Hinzu kommt, dass mit dem Flugzeugträger auch zwei atomare Druckwasserreaktoren am Steubenhöft anlegen, mit denen das Schiff selbst und die Startkatapulte für die Flugzeuge angetrieben werden. Das AKW mitten in der Stadt dürfte kaum die richtige Imageförderung für ein tourismus- und windkraftfreundliches Cuxland sein. Der nukleare Antrieb wird auch dadurch zu einem sensiblen Umstand, dass die Charles de Gaulle seit ihrem Baubeginn 1987 immer wieder als Pannenschiff von sich reden machte.
Völlig unverständlich ist diese besondere Form der Gastfreundschaft vor dem Hintergrund der noch aktuellen Entscheidungen von Stadt und Hafen in Zusammenhang mit den geplanten MOX-Transporten über Cuxhaven.
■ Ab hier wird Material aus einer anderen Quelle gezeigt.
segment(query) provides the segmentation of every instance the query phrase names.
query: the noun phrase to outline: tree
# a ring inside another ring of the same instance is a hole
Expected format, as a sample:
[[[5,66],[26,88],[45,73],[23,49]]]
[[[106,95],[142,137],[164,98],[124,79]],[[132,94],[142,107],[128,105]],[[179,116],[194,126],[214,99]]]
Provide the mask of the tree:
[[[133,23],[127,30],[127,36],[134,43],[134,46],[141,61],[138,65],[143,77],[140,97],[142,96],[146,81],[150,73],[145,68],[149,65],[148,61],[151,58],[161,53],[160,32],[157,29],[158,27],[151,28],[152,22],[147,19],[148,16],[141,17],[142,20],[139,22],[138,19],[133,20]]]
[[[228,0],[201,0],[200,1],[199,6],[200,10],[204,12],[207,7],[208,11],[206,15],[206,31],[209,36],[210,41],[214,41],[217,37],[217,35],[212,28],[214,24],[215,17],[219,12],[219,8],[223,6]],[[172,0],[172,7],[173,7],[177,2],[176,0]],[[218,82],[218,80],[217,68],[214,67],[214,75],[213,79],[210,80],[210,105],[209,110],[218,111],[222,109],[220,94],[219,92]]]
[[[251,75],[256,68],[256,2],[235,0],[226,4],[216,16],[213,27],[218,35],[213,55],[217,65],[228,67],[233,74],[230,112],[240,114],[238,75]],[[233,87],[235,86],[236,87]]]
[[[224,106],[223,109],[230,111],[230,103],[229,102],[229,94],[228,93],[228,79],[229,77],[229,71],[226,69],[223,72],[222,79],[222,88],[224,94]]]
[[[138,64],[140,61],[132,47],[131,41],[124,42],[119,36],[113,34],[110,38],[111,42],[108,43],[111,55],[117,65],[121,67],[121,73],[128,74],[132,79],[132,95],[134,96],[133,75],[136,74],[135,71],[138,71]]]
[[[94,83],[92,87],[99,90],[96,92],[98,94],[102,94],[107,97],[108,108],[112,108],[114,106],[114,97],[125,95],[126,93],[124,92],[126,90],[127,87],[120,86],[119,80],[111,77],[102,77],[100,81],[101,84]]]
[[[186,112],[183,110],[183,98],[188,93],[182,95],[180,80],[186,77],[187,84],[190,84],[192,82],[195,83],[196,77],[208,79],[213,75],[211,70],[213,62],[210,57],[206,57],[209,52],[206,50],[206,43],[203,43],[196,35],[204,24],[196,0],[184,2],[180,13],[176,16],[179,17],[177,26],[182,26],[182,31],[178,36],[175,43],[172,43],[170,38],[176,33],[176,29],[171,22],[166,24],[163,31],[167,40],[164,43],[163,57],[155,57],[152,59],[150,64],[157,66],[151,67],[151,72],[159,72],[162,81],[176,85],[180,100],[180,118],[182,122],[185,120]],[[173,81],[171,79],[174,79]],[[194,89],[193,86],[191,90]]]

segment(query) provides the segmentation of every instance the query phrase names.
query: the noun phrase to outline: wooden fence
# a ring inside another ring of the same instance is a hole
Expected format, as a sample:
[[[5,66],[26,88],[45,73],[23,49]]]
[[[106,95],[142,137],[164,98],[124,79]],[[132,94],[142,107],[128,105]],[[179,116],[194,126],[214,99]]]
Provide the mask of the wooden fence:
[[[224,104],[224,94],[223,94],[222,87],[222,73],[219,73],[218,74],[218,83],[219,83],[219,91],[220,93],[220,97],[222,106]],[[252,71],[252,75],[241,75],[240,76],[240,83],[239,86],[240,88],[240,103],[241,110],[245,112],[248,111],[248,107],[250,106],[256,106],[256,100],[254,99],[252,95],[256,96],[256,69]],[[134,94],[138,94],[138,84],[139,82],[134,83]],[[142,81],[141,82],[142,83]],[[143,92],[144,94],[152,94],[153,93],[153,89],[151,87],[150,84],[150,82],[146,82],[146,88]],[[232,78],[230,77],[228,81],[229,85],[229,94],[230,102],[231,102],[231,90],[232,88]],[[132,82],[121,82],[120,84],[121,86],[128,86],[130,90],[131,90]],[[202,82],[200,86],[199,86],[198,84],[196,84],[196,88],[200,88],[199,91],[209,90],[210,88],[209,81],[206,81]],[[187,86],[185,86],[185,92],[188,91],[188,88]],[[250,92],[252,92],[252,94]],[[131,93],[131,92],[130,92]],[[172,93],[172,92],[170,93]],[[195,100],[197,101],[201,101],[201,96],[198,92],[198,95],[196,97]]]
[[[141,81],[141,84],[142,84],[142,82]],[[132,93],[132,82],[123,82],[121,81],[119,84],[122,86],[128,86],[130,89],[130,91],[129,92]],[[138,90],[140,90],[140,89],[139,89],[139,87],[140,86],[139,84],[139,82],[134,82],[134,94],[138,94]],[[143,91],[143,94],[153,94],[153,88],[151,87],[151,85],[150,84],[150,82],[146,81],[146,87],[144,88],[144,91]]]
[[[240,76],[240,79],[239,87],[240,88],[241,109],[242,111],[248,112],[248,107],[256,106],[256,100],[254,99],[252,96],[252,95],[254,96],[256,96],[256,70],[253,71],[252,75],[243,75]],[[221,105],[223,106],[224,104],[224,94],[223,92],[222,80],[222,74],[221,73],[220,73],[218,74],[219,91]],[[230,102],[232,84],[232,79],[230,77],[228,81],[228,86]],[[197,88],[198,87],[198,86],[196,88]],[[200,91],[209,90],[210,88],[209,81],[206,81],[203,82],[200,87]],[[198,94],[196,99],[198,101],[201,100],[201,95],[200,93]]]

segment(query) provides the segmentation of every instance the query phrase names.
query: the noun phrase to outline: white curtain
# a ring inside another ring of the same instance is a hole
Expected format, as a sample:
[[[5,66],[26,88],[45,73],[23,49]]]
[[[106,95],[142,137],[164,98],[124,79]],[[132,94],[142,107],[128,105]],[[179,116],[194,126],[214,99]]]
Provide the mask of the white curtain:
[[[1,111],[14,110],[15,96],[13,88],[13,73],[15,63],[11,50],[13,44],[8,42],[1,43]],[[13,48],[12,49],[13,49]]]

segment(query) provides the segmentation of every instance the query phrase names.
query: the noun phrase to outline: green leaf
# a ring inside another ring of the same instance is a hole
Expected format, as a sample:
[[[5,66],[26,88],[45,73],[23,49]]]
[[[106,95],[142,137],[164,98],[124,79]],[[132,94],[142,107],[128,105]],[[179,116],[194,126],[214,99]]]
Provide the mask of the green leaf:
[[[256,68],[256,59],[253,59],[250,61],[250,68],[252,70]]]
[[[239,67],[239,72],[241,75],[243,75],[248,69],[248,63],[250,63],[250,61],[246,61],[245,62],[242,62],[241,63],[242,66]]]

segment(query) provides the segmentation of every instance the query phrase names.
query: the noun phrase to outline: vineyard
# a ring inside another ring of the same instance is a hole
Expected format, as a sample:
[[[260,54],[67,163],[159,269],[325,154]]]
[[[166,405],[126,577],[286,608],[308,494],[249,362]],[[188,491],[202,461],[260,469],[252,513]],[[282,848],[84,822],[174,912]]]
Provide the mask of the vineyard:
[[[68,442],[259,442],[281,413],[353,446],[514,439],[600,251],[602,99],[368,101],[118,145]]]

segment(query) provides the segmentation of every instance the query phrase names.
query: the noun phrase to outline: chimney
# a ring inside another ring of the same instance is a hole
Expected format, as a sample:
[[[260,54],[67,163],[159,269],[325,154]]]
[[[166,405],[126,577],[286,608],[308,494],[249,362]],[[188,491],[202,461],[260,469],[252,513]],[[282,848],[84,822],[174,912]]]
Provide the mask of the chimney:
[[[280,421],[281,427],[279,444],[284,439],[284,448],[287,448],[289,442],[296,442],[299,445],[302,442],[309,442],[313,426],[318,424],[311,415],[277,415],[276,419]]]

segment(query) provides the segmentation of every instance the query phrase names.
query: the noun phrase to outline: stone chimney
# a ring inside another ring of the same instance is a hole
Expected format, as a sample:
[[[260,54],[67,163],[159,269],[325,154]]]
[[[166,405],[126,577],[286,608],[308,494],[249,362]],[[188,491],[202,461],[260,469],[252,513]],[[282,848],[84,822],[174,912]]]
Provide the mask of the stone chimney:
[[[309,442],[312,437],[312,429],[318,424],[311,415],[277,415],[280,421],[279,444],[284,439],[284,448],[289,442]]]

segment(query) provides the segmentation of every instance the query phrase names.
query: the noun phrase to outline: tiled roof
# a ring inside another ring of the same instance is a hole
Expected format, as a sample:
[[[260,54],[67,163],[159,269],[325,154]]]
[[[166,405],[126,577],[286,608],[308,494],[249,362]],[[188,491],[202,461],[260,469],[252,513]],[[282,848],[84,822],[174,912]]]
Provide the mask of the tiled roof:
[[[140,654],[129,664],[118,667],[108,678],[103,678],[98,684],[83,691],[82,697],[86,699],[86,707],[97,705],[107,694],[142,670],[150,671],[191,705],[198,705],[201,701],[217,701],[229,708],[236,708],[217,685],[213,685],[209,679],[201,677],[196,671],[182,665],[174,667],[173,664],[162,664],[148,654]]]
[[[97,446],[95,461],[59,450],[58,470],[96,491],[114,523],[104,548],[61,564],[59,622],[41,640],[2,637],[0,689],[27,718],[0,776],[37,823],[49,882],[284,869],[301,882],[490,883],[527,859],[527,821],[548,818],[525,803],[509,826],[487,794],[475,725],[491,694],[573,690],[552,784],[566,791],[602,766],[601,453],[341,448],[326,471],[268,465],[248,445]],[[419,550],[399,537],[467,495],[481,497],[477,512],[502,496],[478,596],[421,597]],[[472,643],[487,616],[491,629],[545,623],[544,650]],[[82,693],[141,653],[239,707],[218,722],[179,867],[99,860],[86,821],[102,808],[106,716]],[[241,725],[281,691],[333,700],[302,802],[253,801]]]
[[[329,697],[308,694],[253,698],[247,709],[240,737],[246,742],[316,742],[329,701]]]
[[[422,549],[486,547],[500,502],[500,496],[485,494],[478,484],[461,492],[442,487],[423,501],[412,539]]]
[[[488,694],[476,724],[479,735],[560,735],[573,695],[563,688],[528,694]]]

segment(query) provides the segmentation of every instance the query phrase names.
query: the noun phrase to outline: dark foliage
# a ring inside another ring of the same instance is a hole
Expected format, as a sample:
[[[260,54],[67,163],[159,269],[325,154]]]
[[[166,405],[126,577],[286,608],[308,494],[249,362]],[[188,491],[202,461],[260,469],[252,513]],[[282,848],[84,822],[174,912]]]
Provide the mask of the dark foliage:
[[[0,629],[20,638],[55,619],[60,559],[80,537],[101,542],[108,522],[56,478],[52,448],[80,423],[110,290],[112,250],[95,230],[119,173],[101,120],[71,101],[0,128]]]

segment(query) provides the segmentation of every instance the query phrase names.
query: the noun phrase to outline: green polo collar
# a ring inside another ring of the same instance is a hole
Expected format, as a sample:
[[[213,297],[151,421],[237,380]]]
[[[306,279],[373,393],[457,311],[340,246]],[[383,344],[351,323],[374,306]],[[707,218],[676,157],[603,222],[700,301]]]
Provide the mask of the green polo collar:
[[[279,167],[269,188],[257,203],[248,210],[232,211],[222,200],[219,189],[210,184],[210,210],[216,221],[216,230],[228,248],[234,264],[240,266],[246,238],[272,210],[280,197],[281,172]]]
Da liegt der Verdacht nahe, dass die dort bewiesene Hartnäckigkeit und Standhaftigkeit relativiert werden oder die Beteiligten dafür nun Buße tun sollen. Konsequenz in Bezug auf die Risiken atomarer Technik wäre der bessere Weg. Bei einem Schiff, das 1000 km am Tag zurücklegen kann, dürfte es kaum eine zwingende Notwendigkeit geben, kurz vor dem Einsatzort noch einmal in Cuxhaven Rast zu machen. So wird der vorgesehene Besuch zu einer Provokation."